Entre os segredos que se escondem em família, um adultério está longe de ser o pior deles. Esse é o fio central da narrativa de Tua (Verus Editora,140 páginas), breve novela da escritora Claudia Piñeiro que confirma o talento desta autora argentina para mesclar doses de suspense dignas dos melhores thrillers com um olhar satírico sobre as afetações e os equívocos da burguesia — algo em que os argentinos não são amadores, como qualquer um que assistiu ao filme Relatos Selvagens sabe.
Claudia teve sua estreia no Brasil em 2007, com o lançamento no país de As Viúvas das Quintas-Feiras, narrativa policial em que mortes em série escancaravam o pesadelo por trás da aparente vida perfeita de uma comunidade reunida em um condomínio de classe alta em Buenos Aires — quase como um Desperate Housewives argentino, só que bom. O livro ganhou adaptação cinematográfica e uma continuação.
Neste livro, ela volta a revisitar alguns elementos que já se sobressaíam na sua obra mais conhecida: uma prosa ágil, pontuada de humor sarcástico e em que um crime, a ruptura mais radical possível com a pacata vida burguesa, é usado como um mote para uma investigação ao mesmo tempo impiedosa e minuciosa do tédio e das fachadas mal construídas em uma vida bem estabelecida
Tua é narrado majoritariamente pelo ponto de vista de Inês, dona de casa de meia-idade que, acomodada em seu cotidiano por demais classe média, não chega a se surpreender quando encontra, na maleta do marido Ernesto, um bilhete com “um coração desenhado com batom, cruzado por um ‘Te amo’ e assinado ‘Tua’”.

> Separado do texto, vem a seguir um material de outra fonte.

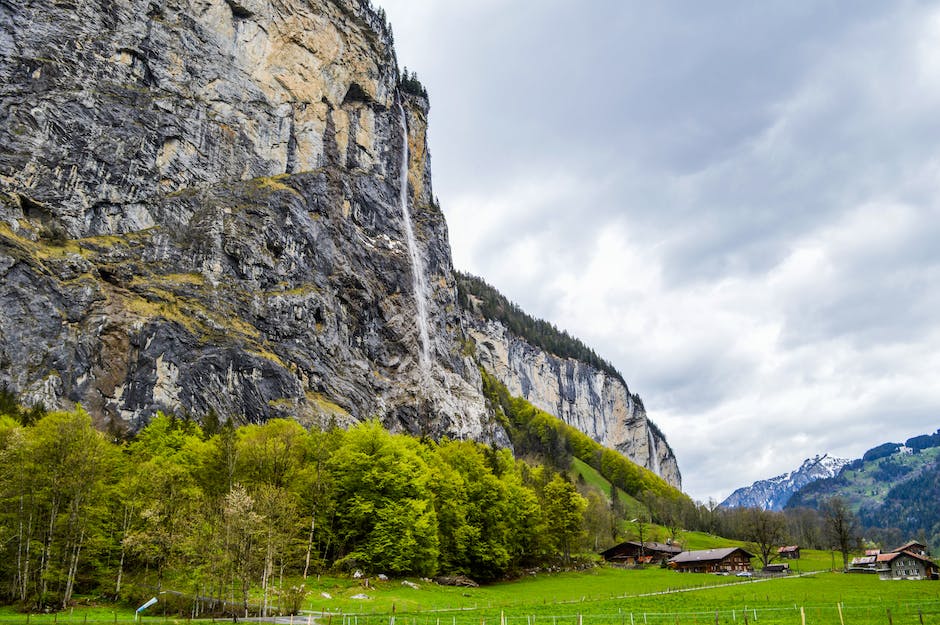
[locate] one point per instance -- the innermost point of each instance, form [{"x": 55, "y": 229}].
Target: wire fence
[{"x": 914, "y": 613}]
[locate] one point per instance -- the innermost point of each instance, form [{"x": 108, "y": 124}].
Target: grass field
[{"x": 603, "y": 595}]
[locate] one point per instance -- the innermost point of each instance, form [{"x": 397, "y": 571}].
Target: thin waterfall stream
[
  {"x": 419, "y": 279},
  {"x": 654, "y": 457}
]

Incomodada mais com a vulgaridade da correspondência do que com a traição em si, que ela afinal considerava inevitável dado o caráter questionável da maioria dos homens, Inês segue o marido depois de uma misteriosa saída à noite para descobrir quem é a misteriosa rival. É então que vê o marido encontrar-se com a secretária e matar a amante durante uma discussão áspera. Aí o crime se torna uma ágil ferramenta na mão da escritora para uma sátira mordaz sobre equívocos, mentiras e falhas de comunicação em uma família aparentemente normal.
Inês esconde o que sabe esperando que o episódio seja a faísca que faltava para restaurar a ligação combalida entre ela e seu marido quando ele lhe confessar tudo. Ernesto não esconde apenas o crime, talvez tenha mais segredos do que Inês imagina. Enquanto dançam esse tango de não ditos e evasivas, os cônjuges, nenhum deles exatamente flor que se cheire, ignoram que a filha faz segredo ela própria de uma grande angústia — vivida sem ter com quem compartilhar, já que seus pais parecem, muitas vezes, mais adolescentes e imaturos do que ela própria.